A review of Plaintiff's complaint reveals that he has failed to meet the pleading standard required by Rule 8(a)(2) to state a conspiracy claim. Plaintiff's complaint is completely devoid of factual matter that would allow the Court to draw a reasonable inference that the named Defendants are liable for the alleged misconduct. Plaintiff makes only general allegations. He provides no factual support of conspiracy other than stating that all of the Defendants conspired to bring false charges against him. Plaintiff's complaint contains nothing "more than an unadorned, the-defendant-unlawfully-harmed-me-accusation." Ashcroft v. Iqbal, 556 U.S. at 678. The complaint does not contain sufficient factual matter that, if accepted as true, states "a claim to relief that is plausible on its face." Id. (quoting Bell Atl. Corp. v. Twombly, 550 U.S. at 570).

Therefore, the conspiracy claims will be dismissed for failure to state a claim upon which relief may be granted.

C. Statute of Limitations

In actions brought under § 1983, the federal court borrows the forum state's statute of limitations. Wilson v. Garcia, 471 U.S. 261, 275-280 (1985). In Kentucky § 1983 actions are limited by a one-year statute of limitations. Collard v. Ky. Bd. of Nursing, 896 F.2d 179, 182 (6th Cir. 1990). The United States Supreme Court has held that, "the statute of limitations upon a § 1983 claim seeking damages for a false arrest in violation of the Fourth Amendment, where the arrest is followed by criminal proceedings, begins to run at the time the claimant becomes detained pursuant to legal process." Wallace v. Kato, 549 U.S. 384, 397 (2007); see also Fox v. DeSoto, 489 F.3d 227, 233 (6th Cir. 2007) ("[T]he Court in Wallace specifically held that a claim for wrongful arrest under § 1983 accrues at the time of the arrest or, at the latest, when detention without legal process ends."). Though the statute of limitations is an affirmative defense, a court may raise the issue sua sponte if the defense is obvious from the face of the complaint. Alston v. Tenn. Dep't of Corr., 28 F.Appx. 475, 476 (6th Cir. 2002) ("Because the statute of limitations defect was obvious from the face of the complaint, sua sponte dismissal of the complaint was appropriate.").

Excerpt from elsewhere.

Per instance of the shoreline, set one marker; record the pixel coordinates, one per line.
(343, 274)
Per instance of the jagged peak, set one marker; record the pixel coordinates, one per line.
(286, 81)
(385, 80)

In the present case, Plaintiff does not state the date that he was arrested. However, he does state that the alleged conspiracy to bring false charges against him occurred in September 2008, and that the charges against him were dismissed in 2009. Thus, his claims arose no later than December 2009, well outside the one-year statute of limitations, and are barred. See Jones v. Whittaker, 16 F.Appx. 463 (6th Cir. 2009) (applying the one-year statute of limitations in a malicious prosecution case); Dickerson v. City of Hickman, No. 5:08CV-P53-R, 2012 WL 816684 (W.D. Ky. Mar. 4, 2010) (applying the one-year statute of limitations to conspiracy and false arrest claims).


Plaintiff having failed to state a claim upon which relief may be granted, the Court will enter a separate order dismissing this case pursuant to 28 U.S.C. § 1915A. Further, this action will be dismissed as being barred by the statute of limitations.